The number of full-time equivalent teachers in York local education authority has increased by 100 since January 1997 to 1,390. The number of teaching assistants has more than doubled by 260 to 400 over the same period.
I am very pleased that York schools have more teachers and, as a result, smaller class sizes. Does the Minister agree, however, that the quality of teaching is just as important as the number of teachers? Can he tell the House what help the Government are giving teachers to enable them to keep training throughout their professional careers, so that they continue to improve the quality of the lessons that they give children?
My hon. Friend is absolutely right. Ofsted has said that we have the best-ever generation of newly qualified teachers, which is clearly a cause for optimism. The House is currently considering the Education Bill, which will extend the remit of the Teacher Training Agency to oversee teachers' continuing professional development. That will be extremely important in ensuring that we continue to have the very best teachers.
When I visit schools in my constituency head teachers tell me that they are deeply concerned that the amount of core funding relating to the employment, recruitment and retention of teachers has gone down under the Government.

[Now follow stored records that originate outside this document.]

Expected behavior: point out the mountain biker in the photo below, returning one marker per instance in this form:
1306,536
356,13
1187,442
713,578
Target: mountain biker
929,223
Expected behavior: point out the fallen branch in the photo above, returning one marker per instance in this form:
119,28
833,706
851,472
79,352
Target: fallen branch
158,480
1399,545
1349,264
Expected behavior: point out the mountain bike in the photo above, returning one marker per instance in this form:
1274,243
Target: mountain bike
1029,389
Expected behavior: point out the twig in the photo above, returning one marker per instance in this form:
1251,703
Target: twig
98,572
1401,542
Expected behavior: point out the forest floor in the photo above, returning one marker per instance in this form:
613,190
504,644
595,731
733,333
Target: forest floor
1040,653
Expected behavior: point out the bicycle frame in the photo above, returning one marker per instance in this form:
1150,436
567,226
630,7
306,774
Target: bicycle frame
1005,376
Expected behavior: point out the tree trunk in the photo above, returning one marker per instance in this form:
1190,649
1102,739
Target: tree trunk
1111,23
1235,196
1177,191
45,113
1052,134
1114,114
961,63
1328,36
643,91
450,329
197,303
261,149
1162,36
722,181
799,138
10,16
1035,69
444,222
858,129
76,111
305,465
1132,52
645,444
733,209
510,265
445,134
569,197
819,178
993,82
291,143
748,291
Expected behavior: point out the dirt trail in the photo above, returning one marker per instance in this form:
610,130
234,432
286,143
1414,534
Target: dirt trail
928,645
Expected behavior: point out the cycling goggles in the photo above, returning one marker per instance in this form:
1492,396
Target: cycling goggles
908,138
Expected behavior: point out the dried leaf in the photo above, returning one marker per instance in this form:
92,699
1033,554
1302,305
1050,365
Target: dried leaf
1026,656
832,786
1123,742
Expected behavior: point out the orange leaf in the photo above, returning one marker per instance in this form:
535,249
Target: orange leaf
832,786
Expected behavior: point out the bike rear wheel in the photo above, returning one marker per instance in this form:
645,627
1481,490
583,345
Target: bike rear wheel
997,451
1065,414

There are more grants than core funding, which does not provide the security that head teachers would like. What is the Minister doing about that?
The hon. Lady is right that there are concerns about the number of ring-fenced grants for which schools must apply, which is why we are moving to a system of a single grant for schools. We are consulting with schools, teachers and local education authorities to give schools the simplicity and the certainty that the heads in her constituency would like.